Terus bagaimana dengan Indonesia ketika kebijakan karantina ini diterapkan. Dalam undang-undang nomor 6 tahun 2018 tentang Kekarantinaan Kesehatan, ada beberapa poin yang harus diperhatikan ketika kebijakan ini diterapkan. Yang pertama adalah Pasal 8 yang berbunyi:

“Setiap Orang mempunyai hak mendapatkan pelayanan kesehatan dasar sesuai kebutuhan medis, kebutuhan pangan, dan kebutuhan kehidupan sehari-hari lainnya selama Karantina.”

Jika mengacu pada pasal ini, pertanyannya adalah apakah negara telah siap. Di undang-undang ini, ada 3 kebutuhan yang harus dipenuhi selama masa karantina berlangsung. Yaitu kebutuhan medis, kebutuhan pangan, dan kebutuhan sehari-hari. Saya akan mencoba melihat pemenuhan dari aspek kebutuhan pangan dan kebutuhan sehari-hari. Untuk aspek ini saya akan mengambil contoh batasan upah minimum di kota Makassar untuk menghitung berapa besar anggaran yang harus dipenuhi jika dilakukan karantina.

Upah minimum (UMK) kota Makassar per tahun 2020 itu adalah sebesar Rp. 3.100.000,- dengan asumsi UMK itu adalah 75% dari upah pokok dan tunjangan tetap berdasar pada Pasal 94 Undang-Undang Nomor 13 Tahun 2003 tentang Ketenagakerjaan.
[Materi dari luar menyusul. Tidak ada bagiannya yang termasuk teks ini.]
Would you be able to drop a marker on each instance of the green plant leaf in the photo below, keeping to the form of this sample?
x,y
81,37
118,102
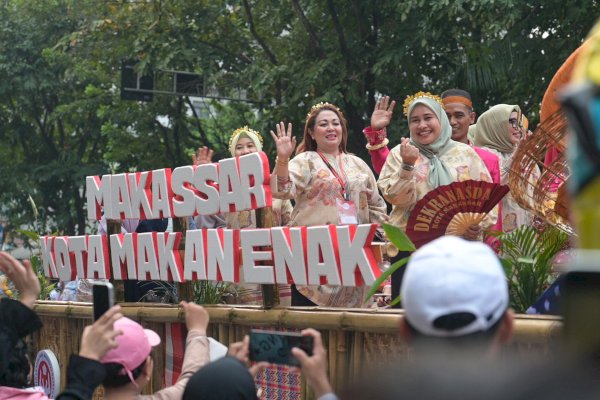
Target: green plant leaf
x,y
32,235
396,301
526,260
384,275
398,238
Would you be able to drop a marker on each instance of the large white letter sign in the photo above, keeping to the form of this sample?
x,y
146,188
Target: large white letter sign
x,y
78,246
183,194
249,239
357,261
195,256
63,259
230,186
169,259
122,256
97,193
48,257
255,176
222,260
120,204
146,256
288,255
321,256
207,195
98,268
161,193
140,190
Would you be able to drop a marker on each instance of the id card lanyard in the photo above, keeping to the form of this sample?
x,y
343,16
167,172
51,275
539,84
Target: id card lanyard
x,y
343,182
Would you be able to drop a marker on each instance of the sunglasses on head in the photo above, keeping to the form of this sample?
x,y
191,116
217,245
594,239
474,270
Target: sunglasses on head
x,y
515,123
582,107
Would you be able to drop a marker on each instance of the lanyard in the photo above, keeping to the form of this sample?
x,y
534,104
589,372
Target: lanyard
x,y
343,182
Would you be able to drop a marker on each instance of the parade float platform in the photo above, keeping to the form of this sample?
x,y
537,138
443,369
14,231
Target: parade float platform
x,y
357,340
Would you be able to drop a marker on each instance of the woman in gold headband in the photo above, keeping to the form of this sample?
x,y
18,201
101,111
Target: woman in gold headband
x,y
245,141
499,130
329,186
425,161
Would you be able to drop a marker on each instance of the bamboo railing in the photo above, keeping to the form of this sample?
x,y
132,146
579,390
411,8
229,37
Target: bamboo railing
x,y
356,339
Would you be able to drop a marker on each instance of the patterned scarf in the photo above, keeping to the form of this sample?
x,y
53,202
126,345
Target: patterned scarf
x,y
439,173
492,128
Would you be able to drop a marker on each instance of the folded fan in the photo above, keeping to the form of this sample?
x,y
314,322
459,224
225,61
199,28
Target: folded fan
x,y
451,209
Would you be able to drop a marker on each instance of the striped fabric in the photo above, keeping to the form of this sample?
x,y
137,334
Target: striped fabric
x,y
279,382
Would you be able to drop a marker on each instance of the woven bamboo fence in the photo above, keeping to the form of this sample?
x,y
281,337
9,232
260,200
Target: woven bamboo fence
x,y
357,340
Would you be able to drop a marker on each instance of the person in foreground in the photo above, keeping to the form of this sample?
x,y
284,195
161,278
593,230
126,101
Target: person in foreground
x,y
455,294
18,320
230,377
129,365
456,323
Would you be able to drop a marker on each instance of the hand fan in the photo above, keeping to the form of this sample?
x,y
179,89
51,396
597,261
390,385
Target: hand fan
x,y
451,209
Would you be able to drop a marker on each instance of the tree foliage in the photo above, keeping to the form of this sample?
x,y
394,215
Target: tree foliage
x,y
61,116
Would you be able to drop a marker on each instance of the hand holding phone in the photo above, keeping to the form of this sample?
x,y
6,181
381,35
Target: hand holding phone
x,y
103,296
276,347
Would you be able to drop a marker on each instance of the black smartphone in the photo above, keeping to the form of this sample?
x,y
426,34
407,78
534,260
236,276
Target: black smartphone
x,y
276,347
104,298
581,311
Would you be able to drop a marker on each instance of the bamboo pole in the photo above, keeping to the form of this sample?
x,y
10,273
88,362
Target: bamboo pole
x,y
113,227
186,289
264,219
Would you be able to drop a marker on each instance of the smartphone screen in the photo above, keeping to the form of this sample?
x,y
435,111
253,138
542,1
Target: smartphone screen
x,y
102,293
276,347
581,311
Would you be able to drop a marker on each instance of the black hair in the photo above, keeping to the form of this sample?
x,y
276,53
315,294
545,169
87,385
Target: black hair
x,y
16,374
116,375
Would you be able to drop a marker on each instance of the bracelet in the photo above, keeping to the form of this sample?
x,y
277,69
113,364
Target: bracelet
x,y
407,167
377,146
281,162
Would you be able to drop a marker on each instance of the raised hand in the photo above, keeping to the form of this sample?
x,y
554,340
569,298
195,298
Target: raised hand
x,y
99,338
284,140
23,276
314,368
382,115
241,351
408,152
202,156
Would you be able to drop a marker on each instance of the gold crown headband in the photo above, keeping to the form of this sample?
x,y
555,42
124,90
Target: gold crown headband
x,y
320,105
244,129
409,100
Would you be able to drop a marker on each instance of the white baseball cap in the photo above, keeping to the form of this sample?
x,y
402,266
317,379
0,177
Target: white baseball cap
x,y
452,276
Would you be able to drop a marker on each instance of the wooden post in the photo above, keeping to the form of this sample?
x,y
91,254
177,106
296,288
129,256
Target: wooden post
x,y
113,227
185,290
264,219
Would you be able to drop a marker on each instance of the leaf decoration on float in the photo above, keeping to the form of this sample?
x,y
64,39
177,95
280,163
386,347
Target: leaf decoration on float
x,y
451,209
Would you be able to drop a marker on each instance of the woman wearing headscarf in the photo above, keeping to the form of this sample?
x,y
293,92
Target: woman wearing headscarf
x,y
425,161
499,131
329,186
245,141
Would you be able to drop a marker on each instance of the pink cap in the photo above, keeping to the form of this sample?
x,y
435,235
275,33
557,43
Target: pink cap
x,y
133,346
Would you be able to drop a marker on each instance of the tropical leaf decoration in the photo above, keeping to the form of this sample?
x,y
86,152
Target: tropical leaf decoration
x,y
403,243
526,255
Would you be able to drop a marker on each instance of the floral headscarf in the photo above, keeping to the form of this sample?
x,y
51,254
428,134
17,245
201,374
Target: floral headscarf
x,y
439,173
244,132
492,128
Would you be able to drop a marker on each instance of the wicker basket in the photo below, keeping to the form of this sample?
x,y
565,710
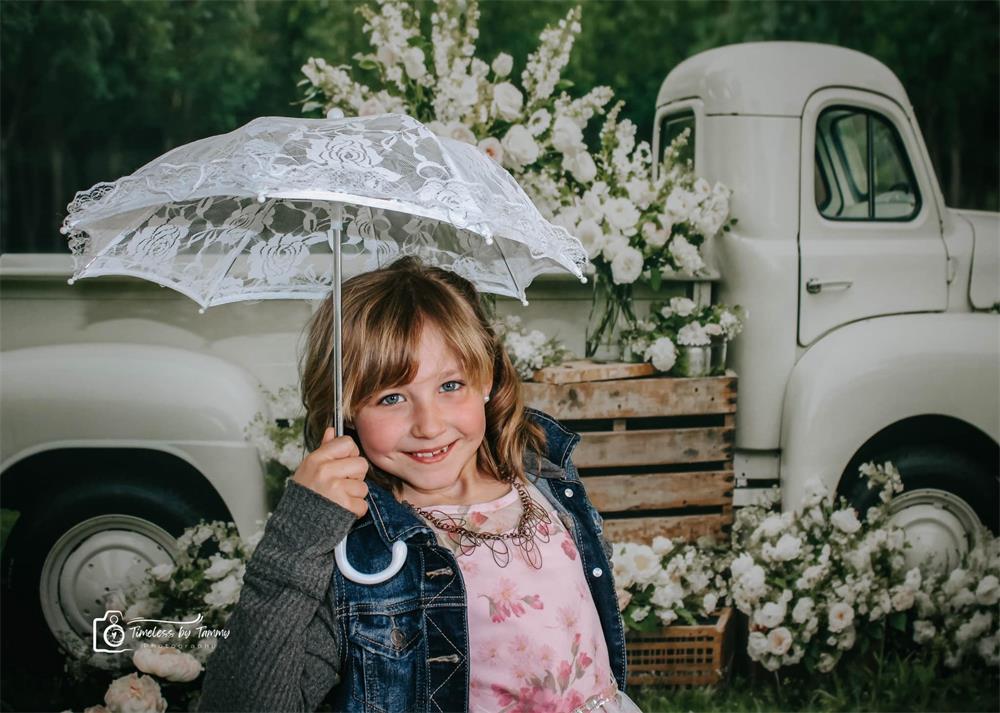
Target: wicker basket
x,y
683,655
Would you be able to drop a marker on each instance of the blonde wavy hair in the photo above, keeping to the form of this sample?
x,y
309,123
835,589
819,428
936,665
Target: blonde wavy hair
x,y
383,316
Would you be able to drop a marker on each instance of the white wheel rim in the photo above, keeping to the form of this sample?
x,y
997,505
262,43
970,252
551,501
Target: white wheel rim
x,y
92,560
940,527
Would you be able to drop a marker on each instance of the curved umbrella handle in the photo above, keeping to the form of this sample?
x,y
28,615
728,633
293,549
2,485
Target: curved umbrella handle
x,y
347,569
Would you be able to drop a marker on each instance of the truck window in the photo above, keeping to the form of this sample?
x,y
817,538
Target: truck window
x,y
671,127
862,171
Berarti dalam sebulan pemerintah harus menganggarkan sekitar Rp. 4.133.333.- per kepala keluarga (KK) yang didapat dari UMK dibagi 75% (3.100.000/75%). Penduduk Kota Makassar sebanyak 1,5 juta dengan asumsi per KK itu sebanyak 3 orang, berarti jumlah KK yang ada di Kota Makassar adalah  500.000 (1,5 juta/3). Jika karantina dilakukan dilakukan selama sebulan berarti anggaran pemerintah untuk pemenuhan kebutuhan pangan dan sehari-hari penduduk kota Makassar yaitu sebesar Rp. 2 Trilyun lebih. Wow itu angka yang sangat fantastis bahkan hanya untuk 1 kota. Bagaimana jika itu diterapkan di dalam lingkup Provinsi Sulawesi Selatan yang memiliki 24 kabupaten/kota. Hitungan kasarnya adalah Rp. 48 trilyun (Rp. 2 Trilyun x 24). Bagaimana pula jika dihitung total keseluruhan provinsi yang ada di Indonesia, tentu akan menunjukkan angka yang fantastis. Dan itu juga belum termasuk untuk kebutuhan medis yang tentu jumlahnya tidak sedikit. Apakah Negara sudah siap dengan anggaran sebesar itu.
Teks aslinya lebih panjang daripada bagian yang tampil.